Waspada Penipuan, Banyak Nomor Kontak Palsu pada Google Maps

SOLO – Kapolresta Surakarta Kombes Pol Iwan Saktiadi mengimbau warga kota Surakarta dan juga sekitarnya untuk berhati-hati terhadap penyalahgunaan yang dimaksud marak terjadi melalui media Google Maps .
Ditemukan adanya informasi nomor kontak WhatsApp (WA) palsu yang diselipkan pada informasi alamat pada laman Google Maps. Fitur Google My Business yang tersebut memungkinkan pengguna untuk mengedit informasi bidang usaha ditengarai disalahgunakan oleh oknum bukan bertanggung jawab.
“Walaupun kejadian yang disebutkan tidaklah terjadi di area kota Solo, namun Perkotaan Solo merupakan sebuah kota destinasi wisata ini memanfaatkan para pelancong atau wisatawan yang tersebut mengakses melalui google maps. Dengan demikian dalam di wadah google maps itu sendiri ada indikasi oleh pelaku kejahatan dengan mengganti nomor kontaknya,” katanya, Kamis (14/08/2024).
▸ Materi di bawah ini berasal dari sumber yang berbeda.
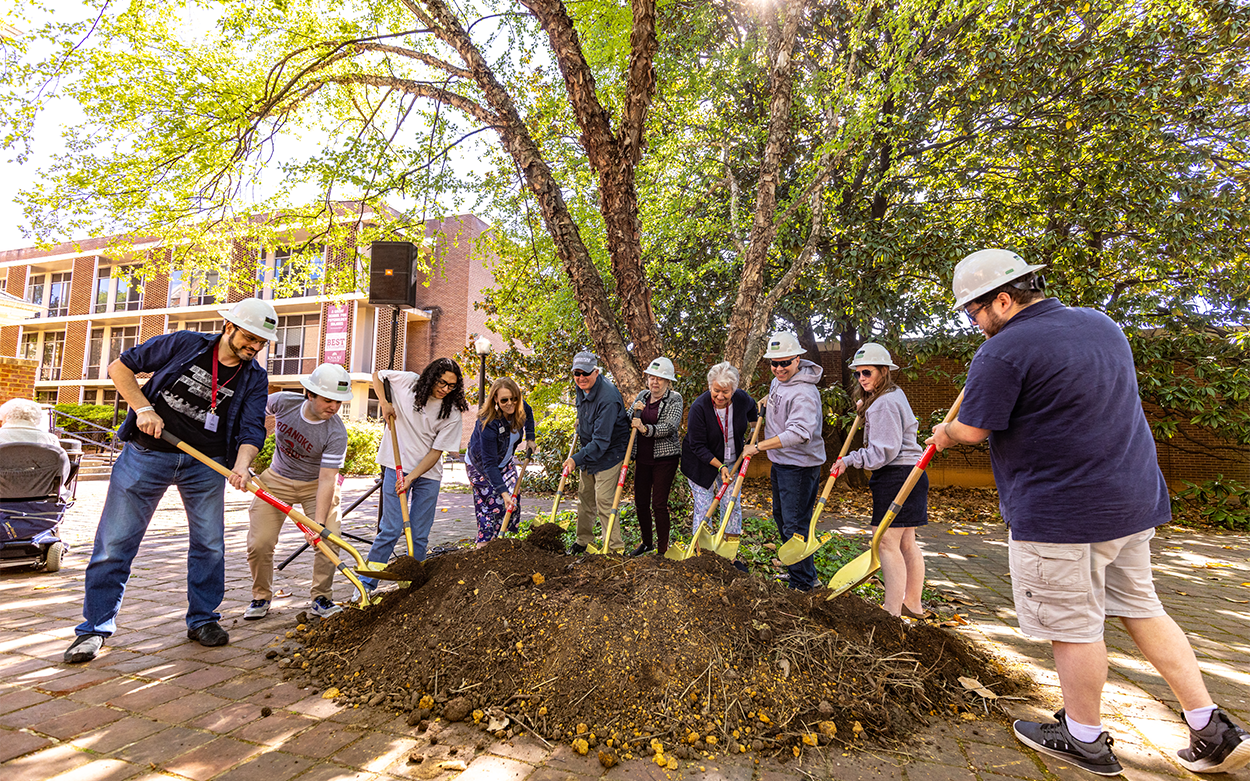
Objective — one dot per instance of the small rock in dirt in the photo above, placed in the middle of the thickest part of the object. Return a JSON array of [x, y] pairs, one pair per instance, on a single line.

Kapolresta menyarankan untuk para pelancong agar mengakses segera official website dari hotel atau lokasi tujuannya. “Dengan cara itulah langkah yang digunakan paling tepat untuk menghindari penipuan-penipuan yang memanfaatkan program google maps yang dimaksud ketika ini marak terjadi di dalam beberapa tempat,” katanya.
Sebelumnya diberitakan bahwa pengelola hotel di area Perkotaan Solo sedang disibukan dengan aksi peretasan yang digunakan menyerang akun Google Bisnis mereka.
Pelaku mengakses akun Google Bisnis sehingga dapat mengganti nomor telepon resmi hotel yang disebutkan dengan miliknya.
Humas Perhimpunan Hotel lalu Tempat Makan (PHRI) Daerah Perkotaan Solo Wening Damayanti mengatakan, peretasan akun Google Bisnis terjadi pada Mingguan (11/8). Banyak hotel yang telah dilakukan melaporkan ke PHRI berhadapan dengan persoalan hukum peretasan ini.
“Banyak aduan dari anggota PHRI bahwa data di dalam google baik nomor telepon serta alamat, sampai googlemaps diubah. Kami menghimpun IT hotel untuk koordinasi, ada ekpert juga yang tersebut kami hadirkan untuk bicara mengenai penanganan hambatan ini,” kata Wening pada waktu dihubungi awak media, Selasa (13/8).
Dengan peretasan ini, memungkinkan calon tamu menghubungi kontak pelaku pembohongan untuk bertanya-tanya terkait hotel, hingga melakukan reservasi. Jika reservasi telah dilakukan dilakukan, nomor account yang diberikan adalah milik pelaku penipuan.
Untuk mengantisipasi adanya korban, PHRI sudah pernah mengoleksi pasukan IT masing-masing hotel untuk melakukan pemulihan data. Sosialisasi juga terus digencarkan masing-masing hotel dalam Daerah Perkotaan Solo, agar tamu tetap saja menghubungi nomor resmi pihak hotel.